Sen. Cory Booker (D., N.J.), who is running for president, said Monday he does not welcome President Donald Trump condemning white supremacy after he had demanded exactly that.

Trump’s campaign war room highlighted Booker’s inconsistency Monday afternoon, posting a video on Twitter of Booker’s comments from March in which he said Trump must talk about white supremacy. Despite Trump’s prior statements against violence, Booker had drawn the line at blaming white supremacy and said Trump was therefore "complicit."

"For him to fail even to condemn Nazis or even to talk about white supremacy as a problem in this country, to me," Booker said about Trump in March. "That is being complicit in the violence that is happening, and I find that unacceptable and repugnant."

But Booker drew a new line on CNN Monday after Trump explicitly condemned white supremacy in a White House speech addressing the shooting in El Paso, Texas. Booker argued Trump’s prior failure to single out white supremacy and his own rhetoric require him to condemn his own actions, not just killers’ ideology.

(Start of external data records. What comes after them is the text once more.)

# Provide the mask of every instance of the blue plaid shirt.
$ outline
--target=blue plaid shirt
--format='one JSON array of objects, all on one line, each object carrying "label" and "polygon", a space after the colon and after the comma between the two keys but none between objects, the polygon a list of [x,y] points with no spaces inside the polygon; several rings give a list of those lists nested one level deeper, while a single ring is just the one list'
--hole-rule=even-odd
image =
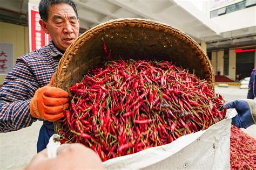
[{"label": "blue plaid shirt", "polygon": [[36,121],[29,104],[36,90],[48,84],[62,56],[52,41],[18,58],[0,90],[0,132],[16,131]]}]

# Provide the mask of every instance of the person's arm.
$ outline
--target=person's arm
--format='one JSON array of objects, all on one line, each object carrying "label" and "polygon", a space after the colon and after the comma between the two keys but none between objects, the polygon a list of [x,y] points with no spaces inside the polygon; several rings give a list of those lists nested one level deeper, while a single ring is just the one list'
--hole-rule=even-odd
[{"label": "person's arm", "polygon": [[251,99],[237,100],[227,103],[228,109],[234,108],[238,115],[232,118],[232,125],[245,128],[256,124],[256,100]]},{"label": "person's arm", "polygon": [[61,145],[57,157],[48,158],[47,150],[38,153],[26,167],[29,169],[104,169],[102,161],[92,149],[80,144]]},{"label": "person's arm", "polygon": [[0,132],[17,130],[37,120],[30,116],[29,104],[39,87],[30,67],[18,59],[0,90]]},{"label": "person's arm", "polygon": [[[44,67],[38,62],[31,68],[25,60],[18,59],[0,91],[0,132],[29,126],[37,119],[53,122],[63,117],[63,109],[69,106],[69,94],[51,84],[39,84],[38,81],[46,79],[45,83],[52,76],[45,74],[47,70],[44,69],[50,68]],[[38,72],[42,73],[35,75]],[[36,76],[40,77],[39,80]]]}]

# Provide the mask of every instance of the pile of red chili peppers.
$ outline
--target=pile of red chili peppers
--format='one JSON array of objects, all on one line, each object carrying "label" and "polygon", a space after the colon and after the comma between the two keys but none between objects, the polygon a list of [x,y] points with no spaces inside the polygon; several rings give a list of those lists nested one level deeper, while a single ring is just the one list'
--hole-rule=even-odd
[{"label": "pile of red chili peppers", "polygon": [[206,129],[226,113],[206,81],[167,61],[108,61],[69,90],[61,142],[82,143],[103,161]]},{"label": "pile of red chili peppers", "polygon": [[231,126],[231,169],[256,169],[256,140],[238,128]]}]

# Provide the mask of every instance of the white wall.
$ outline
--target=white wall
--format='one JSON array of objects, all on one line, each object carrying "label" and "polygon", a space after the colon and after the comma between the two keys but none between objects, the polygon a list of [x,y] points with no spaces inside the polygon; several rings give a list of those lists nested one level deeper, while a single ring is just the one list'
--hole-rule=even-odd
[{"label": "white wall", "polygon": [[256,6],[210,19],[218,23],[219,32],[256,26]]},{"label": "white wall", "polygon": [[230,49],[228,58],[228,75],[227,76],[230,79],[235,80],[235,65],[237,54],[235,49]]},{"label": "white wall", "polygon": [[224,73],[224,51],[214,51],[212,52],[212,65],[214,74],[217,75],[218,72],[220,72],[220,75]]},{"label": "white wall", "polygon": [[[0,22],[0,41],[13,44],[14,64],[18,57],[29,52],[29,31],[27,26]],[[3,83],[6,74],[0,75],[0,84]]]}]

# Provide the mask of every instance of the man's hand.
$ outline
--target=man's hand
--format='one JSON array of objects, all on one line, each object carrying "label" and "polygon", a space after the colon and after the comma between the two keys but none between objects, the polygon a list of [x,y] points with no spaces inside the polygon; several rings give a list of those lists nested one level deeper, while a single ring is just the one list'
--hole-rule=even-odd
[{"label": "man's hand", "polygon": [[234,108],[238,115],[232,118],[232,124],[238,128],[246,129],[254,122],[251,114],[250,107],[242,100],[237,100],[226,105],[228,109]]},{"label": "man's hand", "polygon": [[55,122],[63,117],[63,109],[69,107],[69,93],[50,86],[53,77],[49,84],[38,89],[31,98],[29,107],[32,117]]},{"label": "man's hand", "polygon": [[50,159],[45,149],[35,156],[26,170],[29,169],[103,169],[102,161],[92,149],[80,144],[61,145],[57,157]]}]

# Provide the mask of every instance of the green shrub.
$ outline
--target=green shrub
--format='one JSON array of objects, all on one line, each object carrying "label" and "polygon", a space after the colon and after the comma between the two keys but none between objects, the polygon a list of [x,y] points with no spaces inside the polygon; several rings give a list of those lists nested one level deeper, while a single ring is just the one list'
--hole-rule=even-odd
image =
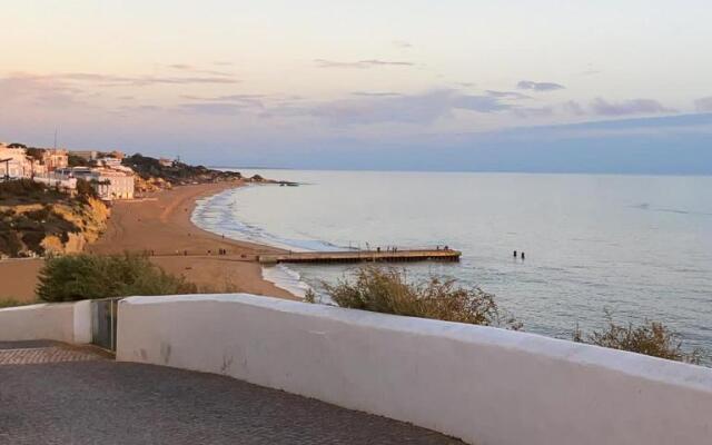
[{"label": "green shrub", "polygon": [[146,256],[75,255],[47,258],[37,295],[44,301],[194,294],[196,286],[167,274]]},{"label": "green shrub", "polygon": [[604,313],[607,323],[605,329],[584,335],[576,328],[573,340],[695,365],[702,362],[702,350],[683,350],[679,335],[664,324],[646,319],[637,326],[632,323],[619,325],[613,320],[611,310],[605,309]]},{"label": "green shrub", "polygon": [[27,305],[34,305],[34,304],[37,304],[37,301],[23,301],[23,300],[20,300],[18,298],[12,298],[12,297],[0,298],[0,308],[3,308],[3,307],[16,307],[16,306],[27,306]]},{"label": "green shrub", "polygon": [[[409,283],[403,270],[366,266],[357,271],[353,283],[344,278],[336,285],[324,283],[323,286],[342,307],[515,330],[522,327],[500,309],[493,294],[478,287],[458,287],[451,279]],[[306,300],[316,301],[314,293],[309,293]]]}]

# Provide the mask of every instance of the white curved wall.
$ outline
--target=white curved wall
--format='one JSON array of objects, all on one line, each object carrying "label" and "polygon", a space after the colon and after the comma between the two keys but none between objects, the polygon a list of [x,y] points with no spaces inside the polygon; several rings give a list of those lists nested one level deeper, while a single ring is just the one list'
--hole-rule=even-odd
[{"label": "white curved wall", "polygon": [[90,301],[39,304],[0,309],[0,342],[38,339],[90,343]]},{"label": "white curved wall", "polygon": [[249,295],[132,297],[117,358],[229,375],[502,445],[709,444],[712,369]]}]

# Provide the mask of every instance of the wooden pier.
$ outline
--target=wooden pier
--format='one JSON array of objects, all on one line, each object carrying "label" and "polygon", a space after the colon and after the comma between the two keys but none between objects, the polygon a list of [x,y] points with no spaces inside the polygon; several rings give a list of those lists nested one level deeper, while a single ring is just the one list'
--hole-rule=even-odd
[{"label": "wooden pier", "polygon": [[299,251],[281,255],[260,255],[261,264],[279,263],[402,263],[402,261],[459,261],[462,253],[452,249],[434,250],[344,250]]}]

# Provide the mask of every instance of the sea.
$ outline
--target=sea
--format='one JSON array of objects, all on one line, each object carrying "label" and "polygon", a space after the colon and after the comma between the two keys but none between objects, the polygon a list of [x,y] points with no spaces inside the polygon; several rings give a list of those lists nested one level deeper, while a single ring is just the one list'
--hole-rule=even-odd
[{"label": "sea", "polygon": [[[712,177],[240,171],[299,186],[224,191],[198,204],[195,224],[295,251],[448,246],[459,263],[396,267],[493,293],[526,332],[571,338],[603,328],[610,312],[616,323],[663,322],[685,349],[712,352]],[[279,265],[264,276],[303,295],[356,267]]]}]

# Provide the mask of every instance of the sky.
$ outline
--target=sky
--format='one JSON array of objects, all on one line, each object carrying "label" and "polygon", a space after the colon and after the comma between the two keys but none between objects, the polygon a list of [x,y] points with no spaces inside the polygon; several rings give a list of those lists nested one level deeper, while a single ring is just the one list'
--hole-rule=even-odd
[{"label": "sky", "polygon": [[0,140],[212,166],[712,174],[712,4],[0,0]]}]

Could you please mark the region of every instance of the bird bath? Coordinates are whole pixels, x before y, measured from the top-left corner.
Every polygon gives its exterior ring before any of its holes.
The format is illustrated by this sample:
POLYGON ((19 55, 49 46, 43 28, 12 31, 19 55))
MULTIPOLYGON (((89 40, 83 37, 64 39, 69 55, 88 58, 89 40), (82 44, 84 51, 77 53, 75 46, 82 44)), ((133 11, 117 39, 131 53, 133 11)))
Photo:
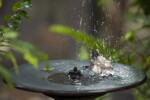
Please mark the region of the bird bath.
POLYGON ((43 93, 55 100, 94 100, 106 93, 134 88, 146 80, 139 69, 119 63, 112 63, 113 76, 89 77, 87 73, 91 72, 86 68, 89 64, 89 60, 51 60, 49 65, 54 67, 51 71, 42 70, 44 62, 39 63, 39 70, 24 64, 19 66, 20 75, 16 75, 13 68, 10 71, 16 88, 43 93))

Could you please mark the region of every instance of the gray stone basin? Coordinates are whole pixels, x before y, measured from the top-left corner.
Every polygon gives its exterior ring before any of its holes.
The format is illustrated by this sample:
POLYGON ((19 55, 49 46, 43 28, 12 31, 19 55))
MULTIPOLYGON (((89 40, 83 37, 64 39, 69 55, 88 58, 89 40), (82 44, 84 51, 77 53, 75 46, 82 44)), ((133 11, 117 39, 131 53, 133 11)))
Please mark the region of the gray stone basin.
POLYGON ((44 62, 39 63, 38 70, 34 69, 31 64, 24 64, 19 66, 19 75, 16 75, 14 68, 10 71, 12 73, 12 82, 16 88, 44 93, 56 98, 56 100, 69 100, 63 98, 72 97, 81 97, 81 99, 86 97, 95 98, 106 93, 134 88, 143 84, 146 80, 146 75, 139 69, 119 63, 112 63, 114 68, 113 77, 104 78, 89 85, 68 85, 47 80, 49 75, 61 72, 68 73, 74 67, 82 70, 83 66, 88 66, 89 64, 89 60, 51 60, 49 65, 54 67, 54 70, 51 71, 42 70, 45 67, 44 62))

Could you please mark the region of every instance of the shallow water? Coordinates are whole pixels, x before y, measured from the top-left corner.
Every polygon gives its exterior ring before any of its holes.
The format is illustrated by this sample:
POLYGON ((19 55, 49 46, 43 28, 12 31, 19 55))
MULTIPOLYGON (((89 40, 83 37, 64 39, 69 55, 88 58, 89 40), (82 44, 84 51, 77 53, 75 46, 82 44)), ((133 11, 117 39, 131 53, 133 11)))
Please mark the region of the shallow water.
POLYGON ((59 72, 49 75, 47 77, 47 80, 53 83, 67 85, 92 85, 95 83, 99 83, 100 81, 121 80, 121 77, 119 76, 102 77, 99 74, 96 74, 93 71, 85 68, 81 70, 81 74, 82 76, 80 77, 80 79, 73 80, 69 78, 68 73, 59 72))

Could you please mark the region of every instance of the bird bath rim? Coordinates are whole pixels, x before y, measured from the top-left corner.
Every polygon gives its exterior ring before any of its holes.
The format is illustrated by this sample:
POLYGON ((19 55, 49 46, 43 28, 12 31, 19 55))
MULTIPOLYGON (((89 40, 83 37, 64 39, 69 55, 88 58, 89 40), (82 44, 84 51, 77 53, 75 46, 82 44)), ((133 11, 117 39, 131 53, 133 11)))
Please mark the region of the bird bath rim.
MULTIPOLYGON (((73 62, 89 62, 88 60, 51 60, 50 61, 50 64, 52 62, 61 62, 61 61, 66 61, 66 62, 69 62, 69 61, 73 61, 73 62)), ((40 63, 39 63, 40 64, 40 63)), ((112 64, 118 64, 118 63, 112 63, 112 64)), ((123 65, 123 64, 118 64, 118 65, 123 65)), ((21 66, 31 66, 30 64, 24 64, 24 65, 21 65, 21 66)), ((127 65, 123 65, 123 66, 127 66, 127 65)), ((74 66, 75 67, 75 66, 74 66)), ((19 69, 21 70, 21 67, 19 67, 19 69)), ((72 69, 70 67, 70 69, 72 69)), ((138 70, 137 68, 133 68, 133 69, 136 69, 138 70)), ((11 71, 14 72, 14 69, 12 68, 11 71)), ((138 70, 140 71, 140 70, 138 70)), ((142 72, 143 73, 143 72, 142 72)), ((35 87, 26 87, 26 86, 23 86, 23 85, 20 85, 19 83, 17 82, 13 82, 15 87, 18 88, 18 89, 23 89, 23 90, 27 90, 27 91, 33 91, 33 92, 41 92, 41 93, 44 93, 46 95, 52 95, 52 96, 94 96, 94 95, 102 95, 102 94, 105 94, 105 93, 109 93, 109 92, 114 92, 114 91, 121 91, 121 90, 126 90, 126 89, 129 89, 129 88, 134 88, 136 86, 139 86, 141 84, 143 84, 145 81, 146 81, 146 75, 143 73, 143 79, 141 79, 139 82, 135 82, 133 84, 130 84, 130 85, 127 85, 127 86, 123 86, 123 87, 120 87, 120 88, 110 88, 110 89, 100 89, 100 90, 79 90, 79 91, 70 91, 70 90, 46 90, 46 89, 37 89, 35 87)))

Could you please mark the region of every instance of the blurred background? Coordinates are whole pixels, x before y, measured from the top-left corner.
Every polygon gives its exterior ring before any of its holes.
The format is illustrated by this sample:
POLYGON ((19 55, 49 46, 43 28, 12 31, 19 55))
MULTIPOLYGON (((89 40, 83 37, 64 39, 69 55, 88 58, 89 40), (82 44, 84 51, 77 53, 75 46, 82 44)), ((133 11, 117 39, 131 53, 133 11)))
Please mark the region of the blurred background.
MULTIPOLYGON (((2 0, 0 24, 6 24, 3 18, 14 13, 12 6, 17 1, 19 0, 2 0)), ((125 13, 134 0, 107 0, 102 3, 104 1, 106 0, 31 0, 32 8, 27 10, 30 20, 23 19, 19 39, 28 41, 45 52, 49 60, 77 59, 81 48, 74 39, 50 32, 48 28, 54 24, 83 30, 114 47, 122 36, 140 24, 131 24, 125 20, 125 13)), ((142 30, 137 36, 146 36, 147 32, 148 29, 142 30)), ((19 53, 15 53, 15 56, 19 65, 27 63, 19 53)), ((4 60, 2 64, 7 68, 12 67, 9 60, 4 60)), ((110 100, 135 100, 132 90, 110 93, 108 97, 110 100)), ((52 99, 39 93, 10 90, 1 80, 0 100, 52 99)))

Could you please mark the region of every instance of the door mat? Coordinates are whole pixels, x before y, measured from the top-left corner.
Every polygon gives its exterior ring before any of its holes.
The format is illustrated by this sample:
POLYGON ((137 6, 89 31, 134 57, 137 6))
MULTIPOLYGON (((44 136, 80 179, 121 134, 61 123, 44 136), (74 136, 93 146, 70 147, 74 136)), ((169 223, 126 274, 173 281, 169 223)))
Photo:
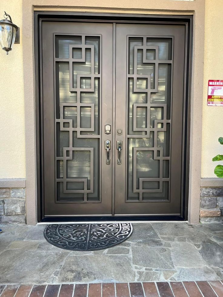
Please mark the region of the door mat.
POLYGON ((71 251, 95 251, 114 246, 131 236, 130 223, 48 225, 45 238, 56 246, 71 251))

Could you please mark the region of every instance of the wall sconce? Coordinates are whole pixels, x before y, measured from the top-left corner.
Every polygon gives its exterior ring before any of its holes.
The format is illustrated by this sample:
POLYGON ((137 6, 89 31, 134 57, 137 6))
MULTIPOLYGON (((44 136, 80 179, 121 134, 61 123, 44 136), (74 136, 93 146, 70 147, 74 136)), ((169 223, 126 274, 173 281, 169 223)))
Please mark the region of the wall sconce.
MULTIPOLYGON (((12 22, 11 17, 5 12, 4 19, 0 21, 0 45, 2 49, 8 54, 15 42, 15 35, 18 28, 12 22), (9 18, 9 20, 8 19, 9 18)), ((18 39, 17 36, 17 39, 18 39)))

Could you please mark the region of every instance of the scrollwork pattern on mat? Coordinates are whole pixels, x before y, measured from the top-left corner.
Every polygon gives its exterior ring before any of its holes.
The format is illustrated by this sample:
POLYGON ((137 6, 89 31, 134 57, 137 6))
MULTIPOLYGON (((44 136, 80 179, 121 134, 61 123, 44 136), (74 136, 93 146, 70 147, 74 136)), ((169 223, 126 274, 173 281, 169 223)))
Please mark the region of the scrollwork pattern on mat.
POLYGON ((107 249, 126 240, 131 235, 130 223, 48 225, 44 236, 50 243, 71 250, 107 249))

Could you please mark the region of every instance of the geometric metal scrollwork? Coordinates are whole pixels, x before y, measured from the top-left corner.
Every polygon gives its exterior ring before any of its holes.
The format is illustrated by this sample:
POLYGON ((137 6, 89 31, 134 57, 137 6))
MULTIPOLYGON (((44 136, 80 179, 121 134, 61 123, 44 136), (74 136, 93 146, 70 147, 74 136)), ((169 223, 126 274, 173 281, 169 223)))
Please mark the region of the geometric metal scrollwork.
MULTIPOLYGON (((61 102, 59 106, 59 118, 55 119, 55 124, 56 123, 59 123, 60 130, 61 131, 68 131, 69 132, 69 147, 63 148, 63 155, 62 157, 56 157, 56 160, 62 160, 63 162, 63 175, 62 178, 56 178, 56 183, 57 182, 62 182, 63 183, 63 193, 64 194, 68 193, 82 193, 84 195, 83 200, 79 200, 78 203, 86 202, 87 202, 87 194, 88 193, 94 192, 94 148, 90 147, 73 147, 73 131, 76 131, 77 133, 77 138, 100 138, 100 135, 95 134, 82 134, 82 131, 94 132, 95 130, 95 104, 93 103, 84 103, 81 102, 81 93, 87 92, 94 93, 95 92, 95 79, 101 77, 100 71, 98 71, 98 74, 95 74, 95 46, 93 45, 85 44, 85 37, 86 36, 92 37, 95 35, 86 35, 84 34, 75 35, 72 35, 75 37, 81 37, 81 44, 70 44, 69 45, 69 57, 68 58, 59 58, 54 57, 55 62, 69 62, 69 90, 70 92, 75 92, 77 94, 76 102, 61 102), (81 58, 73 58, 73 49, 80 49, 81 51, 81 58), (85 51, 87 49, 89 49, 91 51, 91 73, 85 74, 78 73, 77 74, 77 87, 74 87, 73 85, 74 77, 73 74, 73 65, 75 62, 83 63, 83 64, 86 62, 85 59, 85 51), (87 79, 90 80, 90 87, 82 87, 82 80, 87 79), (76 109, 77 123, 76 125, 74 125, 72 119, 64 118, 65 114, 65 109, 66 107, 74 107, 76 109), (82 127, 81 125, 81 109, 82 108, 90 108, 91 109, 91 125, 89 127, 82 127), (74 127, 74 126, 75 127, 74 127), (90 153, 90 189, 87 189, 87 177, 75 177, 74 178, 68 178, 67 175, 67 160, 72 160, 73 152, 74 151, 88 151, 90 153), (83 183, 84 188, 83 190, 68 190, 67 183, 69 182, 80 182, 83 183)), ((100 38, 100 43, 101 42, 100 36, 97 35, 97 37, 100 38)), ((98 51, 100 53, 101 51, 98 51)), ((98 57, 98 61, 101 64, 101 56, 98 57)), ((99 81, 98 83, 100 83, 99 81)), ((98 98, 98 104, 100 104, 99 98, 98 98)), ((56 139, 56 141, 58 140, 56 139)), ((74 144, 75 145, 75 144, 74 144)), ((75 202, 72 201, 72 202, 75 202)))
MULTIPOLYGON (((149 40, 148 36, 131 36, 131 38, 141 38, 143 39, 143 44, 141 45, 136 45, 134 46, 133 52, 134 63, 133 74, 128 74, 127 77, 128 78, 133 79, 133 87, 132 91, 133 93, 138 92, 147 94, 147 102, 143 103, 133 103, 132 104, 132 117, 133 127, 132 130, 133 131, 142 131, 145 132, 145 134, 142 134, 141 133, 137 134, 134 135, 131 134, 127 135, 128 138, 146 138, 150 137, 150 132, 154 131, 154 144, 153 147, 134 147, 133 148, 133 163, 132 163, 132 177, 133 182, 133 192, 134 193, 139 193, 139 202, 145 202, 149 201, 146 199, 143 199, 143 193, 161 193, 163 191, 163 182, 169 181, 170 177, 163 177, 163 161, 164 160, 169 160, 170 157, 164 156, 163 155, 163 148, 158 147, 158 131, 166 132, 167 131, 167 124, 169 125, 170 131, 171 130, 171 119, 167 119, 167 104, 165 104, 154 103, 151 102, 151 94, 155 93, 158 92, 158 70, 159 64, 172 64, 173 63, 172 59, 170 60, 161 60, 159 59, 159 46, 157 45, 147 45, 147 41, 149 40), (154 87, 151 88, 151 74, 139 74, 137 73, 137 57, 138 51, 139 50, 142 51, 142 63, 147 64, 151 64, 154 65, 155 69, 153 71, 152 79, 154 80, 154 87), (146 58, 147 50, 152 50, 155 51, 155 58, 153 60, 148 60, 146 58), (147 83, 146 84, 146 87, 145 88, 137 88, 137 79, 146 80, 147 83), (143 127, 137 127, 137 109, 138 108, 144 107, 146 109, 146 122, 143 127), (162 109, 163 112, 163 118, 161 119, 154 120, 154 127, 153 127, 150 124, 151 109, 153 108, 160 108, 162 109), (153 160, 158 160, 159 165, 159 177, 138 177, 137 175, 137 155, 139 151, 148 151, 153 152, 153 160), (138 178, 138 187, 137 187, 137 178, 138 178), (151 189, 145 189, 143 186, 143 183, 145 182, 158 182, 159 186, 157 188, 153 187, 151 189)), ((128 38, 129 38, 129 37, 128 38)), ((152 38, 154 39, 154 38, 152 38)), ((157 40, 158 41, 158 39, 157 40)), ((169 136, 170 137, 170 136, 169 136)), ((132 200, 128 200, 128 198, 126 202, 132 202, 132 200)))

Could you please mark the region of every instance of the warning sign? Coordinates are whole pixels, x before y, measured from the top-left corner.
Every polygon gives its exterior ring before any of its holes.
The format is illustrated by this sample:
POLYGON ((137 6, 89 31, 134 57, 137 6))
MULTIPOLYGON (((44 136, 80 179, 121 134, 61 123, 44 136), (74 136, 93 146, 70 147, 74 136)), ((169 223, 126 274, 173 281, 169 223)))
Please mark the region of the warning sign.
POLYGON ((223 80, 208 81, 208 105, 223 106, 223 80))

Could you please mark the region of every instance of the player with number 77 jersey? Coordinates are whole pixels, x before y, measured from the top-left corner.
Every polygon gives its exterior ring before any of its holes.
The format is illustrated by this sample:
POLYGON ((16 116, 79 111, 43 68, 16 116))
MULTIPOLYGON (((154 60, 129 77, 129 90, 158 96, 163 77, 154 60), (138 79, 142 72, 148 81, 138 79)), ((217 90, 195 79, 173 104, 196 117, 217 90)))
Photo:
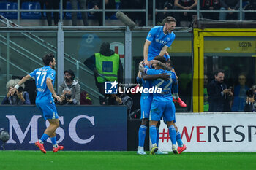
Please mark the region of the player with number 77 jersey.
POLYGON ((10 95, 13 95, 16 90, 15 89, 18 89, 26 80, 31 78, 35 80, 37 91, 37 107, 42 112, 45 120, 48 120, 50 123, 50 125, 45 129, 42 136, 35 143, 35 145, 43 153, 46 153, 43 144, 50 137, 53 144, 53 151, 56 152, 63 150, 64 147, 57 144, 55 132, 59 126, 59 122, 53 96, 60 102, 61 102, 61 98, 56 95, 53 89, 56 74, 54 55, 52 53, 45 55, 42 58, 42 61, 45 66, 36 69, 34 72, 25 76, 14 88, 10 90, 9 93, 10 95))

"Do you welcome that acknowledgement [of white supremacy]?" CNN anchor Kate Bolduan asked.

"No," Booker replied, turning the issue back onto Trump. "Reconciliation, the kind of healing that we need, starts first with someone standing up and saying ‘I've been wrong.’"

Booker accused Trump of fueling "racial bigotry and hatred" and called on him to do more to show he’s "changed." To accomplish this, Trump would need to admit he influenced people toward violence, Booker argued.

"Speak to how you have contributed to the hate and the division and the bigotry and the racism, how you have said things that make people with violent instincts and violent intentions all the more likely to do...heinous things," Booker said, directing his words at Trump.

The El Paso shooter posted a white supremacist manifesto online, and Trump explicitly named white supremacy as the central evil of his thinking. Trump’s speech came after it was found the killer had taken inspiration from the white supremacist and "eco-fascist" shooter in Christchurch, New Zealand.

Booker went on to say Trump’s "catastrophic failure" of leadership was harming the country.

"There is no repentance in this, there is no contrition in this, and there is no reconciliation from this president," Booker said.